Fokus Jepara – Komando Gabungan Wilayah Pertahanan II (Kogabwilhan II) terus meningkatkan kemampuan dan kesiapsiagaannya dalam menghadapi ancaman keamanan di wilayahnya. Salah satu upaya yang dilakukan adalah dengan menggelar latihan gabungan dengan pasukan dari negara lain, seperti Amerika Serikat, Malaysia, dan Sri Lanka.
Latihan gabungan ini bertujuan untuk meningkatkan kemampuan pasukan dalam menghadapi berbagai jenis ancaman, termasuk serangan musuh dan bencana alam. Dalam latihan ini, pasukan Kogabwilhan II berlatih untuk mempertahankan desa dan menjaga warga sipil dari serangan musuh.

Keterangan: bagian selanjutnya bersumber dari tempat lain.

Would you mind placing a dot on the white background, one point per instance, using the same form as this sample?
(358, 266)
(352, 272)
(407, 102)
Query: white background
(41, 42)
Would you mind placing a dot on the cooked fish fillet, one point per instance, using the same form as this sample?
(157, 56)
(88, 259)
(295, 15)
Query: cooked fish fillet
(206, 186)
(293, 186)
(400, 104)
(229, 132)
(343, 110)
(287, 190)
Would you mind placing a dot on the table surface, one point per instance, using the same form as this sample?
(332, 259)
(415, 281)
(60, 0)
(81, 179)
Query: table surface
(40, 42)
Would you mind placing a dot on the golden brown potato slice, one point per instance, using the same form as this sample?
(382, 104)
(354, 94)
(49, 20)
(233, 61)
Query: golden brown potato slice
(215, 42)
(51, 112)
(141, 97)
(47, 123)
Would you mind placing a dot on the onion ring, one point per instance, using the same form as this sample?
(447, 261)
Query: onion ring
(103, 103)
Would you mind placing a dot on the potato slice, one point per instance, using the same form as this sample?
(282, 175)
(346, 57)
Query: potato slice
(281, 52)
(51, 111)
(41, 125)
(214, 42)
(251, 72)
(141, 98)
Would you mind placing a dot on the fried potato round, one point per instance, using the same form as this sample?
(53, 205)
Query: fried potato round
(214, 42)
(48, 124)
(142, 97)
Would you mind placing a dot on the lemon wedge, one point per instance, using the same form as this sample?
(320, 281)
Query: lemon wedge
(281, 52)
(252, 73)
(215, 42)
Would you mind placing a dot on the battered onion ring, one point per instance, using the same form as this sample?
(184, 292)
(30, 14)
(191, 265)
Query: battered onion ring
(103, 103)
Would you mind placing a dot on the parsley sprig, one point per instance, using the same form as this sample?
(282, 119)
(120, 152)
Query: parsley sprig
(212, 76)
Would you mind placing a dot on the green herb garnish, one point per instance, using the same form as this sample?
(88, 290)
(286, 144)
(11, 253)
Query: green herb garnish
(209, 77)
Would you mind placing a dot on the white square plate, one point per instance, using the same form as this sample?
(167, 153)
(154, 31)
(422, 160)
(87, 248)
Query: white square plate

Selain itu, Kogabwilhan II juga terus meningkatkan kerjasama dengan pemerintah daerah dan masyarakat dalam menjaga keamanan dan stabilitas wilayah. Dalam hal ini, Kodim atau Komando Distrik Militer memiliki peran penting dalam menjaga stabilitas daerah dan mendukung berbagai kegiatan pembinaan wilayah.
Kodim merupakan salah satu satuan kewilayahan di bawah TNI Angkatan Darat yang memiliki peran penting dalam menjaga stabilitas daerah. Keberadaan Kodim tidak hanya berkaitan dengan aspek pertahanan, tetapi juga mendukung berbagai kegiatan pembinaan wilayah bersama pemerintah daerah dan masyarakat.
Dalam menjalankan tugasnya, Kodim menjadi penghubung antara TNI dengan masyarakat di tingkat kabupaten atau kota. Melalui berbagai program pembinaan teritorial, Kodim berupaya menciptakan kondisi wilayah yang aman, tertib, dan kondusif sehingga pembangunan dapat berjalan dengan baik.
Sementara itu, Pangkogabwilhan III Letjen TNI Lucky Avianto mengungkap kronologi proses evakuasi jenazah pasangan suami istri yang menjadi korban penembakan kelompok bersenjata di Kabupaten Yahukimo, Papua Pegunungan. Menurut Lucky, misi kemanusiaan tersebut berlangsung dalam situasi yang sangat menegangkan.
Saat tim gabungan TNI berupaya mengevakuasi jenazah korban, personel di lapangan mendapat gangguan berupa tembakan dari kelompok yang disebut aparat sebagai Organisasi Papua Merdeka (OPM), sehingga sempat terjadi kontak tembak. Meski berada di bawah ancaman serangan, prajurit TNI tetap melanjutkan proses evakuasi dengan mengutamakan keselamatan personel dan memastikan jenazah korban dapat dievakuasi dari lokasi kejadian.
Menurut Lucky, proses evakuasi tersebut dilakukan dengan pengamanan ketat karena situasi keamanan di wilayah tersebut masih tergolong rawan. Dalam operasi tersebut, satu anggota OPM tewas ditembak saat hendak melakukan perlawanan dengan melepaskan tembakan ke arah personel TNI.
Dalam kesimpulan, Kogabwilhan II terus meningkatkan kemampuan dan kesiapsiagaannya dalam menghadapi ancaman keamanan di wilayahnya. Dengan kerjasama yang erat dengan pemerintah daerah dan masyarakat, Kogabwilhan II berupaya menciptakan kondisi wilayah yang aman, tertib, dan kondusif sehingga pembangunan dapat berjalan dengan baik.
Disclaimer: Artikel ini dibuat dengan bantuan AI Gemini/ChatGPT yang dimodifikasi oleh editor untuk kenyamanan pembaca.